The interactive VR experience blurs the boundary between game and reality. In an old-fashioned arcade game, we have to steer Goliath through all kinds of obstacles. And Goliath’s years in a psychiatric hospital are brightened for the VR user by catching flying pills. What is more real? The online gaming world, in which Goliath has friends, fun, and achievable goals? Or physical reality, in which, as the VR user experiences, he is overwhelmed by psychoses? The voiceover by actress Tilda Swinton reminds us that in the end every reality is only formed inside our heads — or disintegrates there.
Missing Pictures Episode 2: Tsai-Ming Liang, the Seven-Story Building, Clément Deneux, Kuan-Yuan LAI. France, Taiwan, United Kingdom, Luxembourg, South Korea
Almost every filmmaker has had an experience of “the one that got away”: a film that didn’t get made, whether because of a lack of money, a troublesome star, or disasters on the set. The VR series Missing Pictures offers famous directors the opportunity to bring a lost project back to life in an animated virtual world. In the first edition, which was part of last year’s IDFA DocLab, Abel Ferrara (Bad Lieutenant) transported us into his dystopian vision of 1980s New York.
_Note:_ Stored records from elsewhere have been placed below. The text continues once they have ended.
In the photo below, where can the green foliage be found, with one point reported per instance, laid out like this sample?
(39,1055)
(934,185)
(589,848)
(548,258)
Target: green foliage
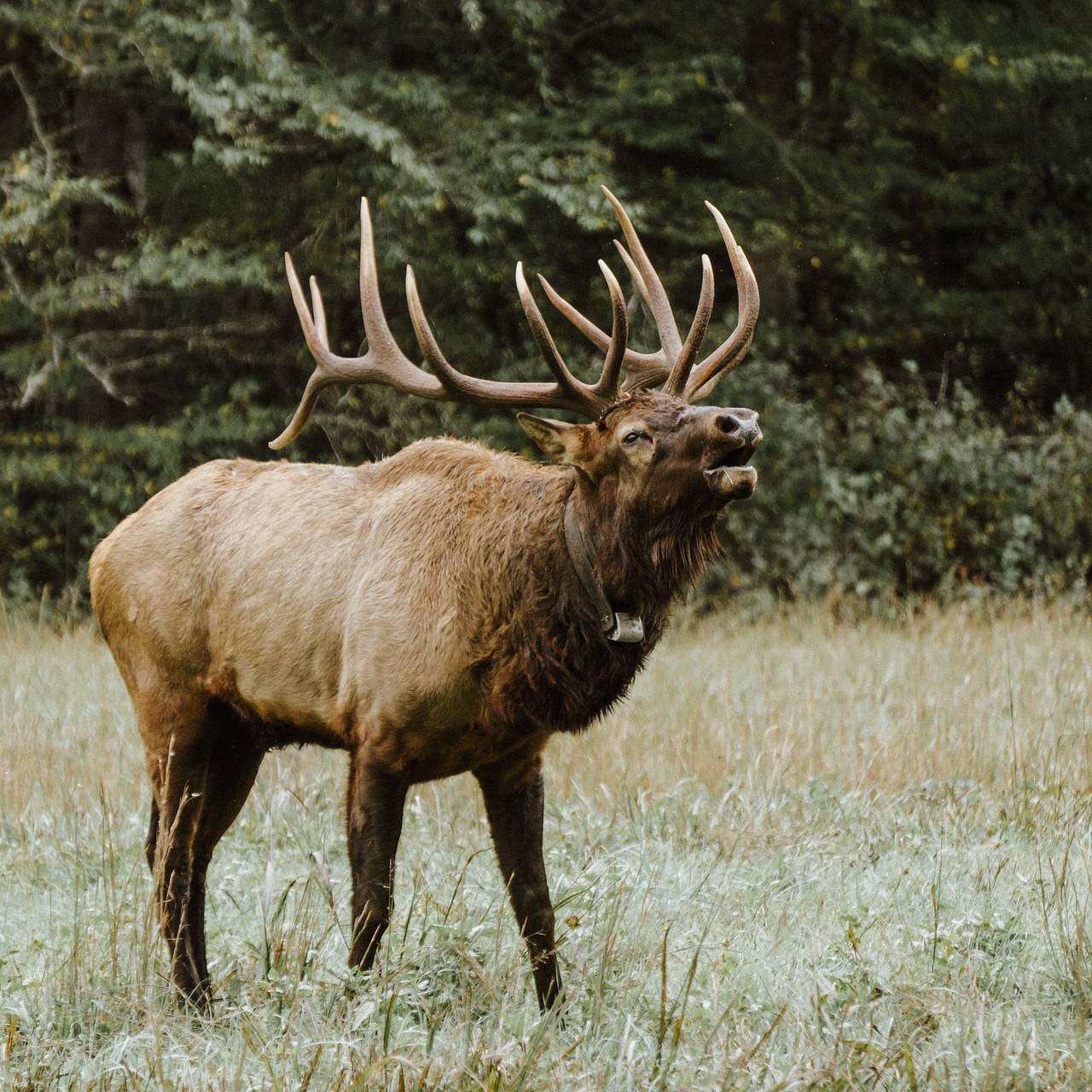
(913,182)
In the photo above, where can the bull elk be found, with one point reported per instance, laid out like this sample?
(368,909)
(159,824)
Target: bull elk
(445,609)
This second episode, about Tsai Ming-liang, the Taiwanese maestro of slow cinema, contrasts starkly with the first, in both atmosphere and style. As Tsai explains right at the start, he doesn’t have a “missing picture,” but what he does have are childhood memories that would be impossible for him to film. He talks about how he grew up with his grandparents, who took him out to see two films every evening. So instead of this being a making-of of an unmade film, Tsai gives us a making-of of his entire film career.
Past Experience Must-See:
Notes on Blindness, Arnaud Colinart, Amaury La Burthe, Peter Middleton, James Spinney, France, England
In 1983, author, teacher and theologian John Hull (1935-2015) went blind after years of declining vision. He kept an audio diary during this drastic period of his life. In the course of three years, he recorded more than 16 hours of material documenting his journey into a world beyond sight — a testimony to loss, rebirth and renewal, in which he explores the deepest recesses of the inner world of being blind. This diary was previously published in book form under the title Touching the Rock. It’s now a multimedia project consisting of a short film, a documentary and this virtual reality experience. The award-winning project allows us to “see” how we can experience the world without images, emotionally and cognitively, in a marvelous way. Each of the six chapters focuses on one of Hull’s specific memories or experiences: from a day in the park to a liberating storm, making use of game technology, animation and sound design.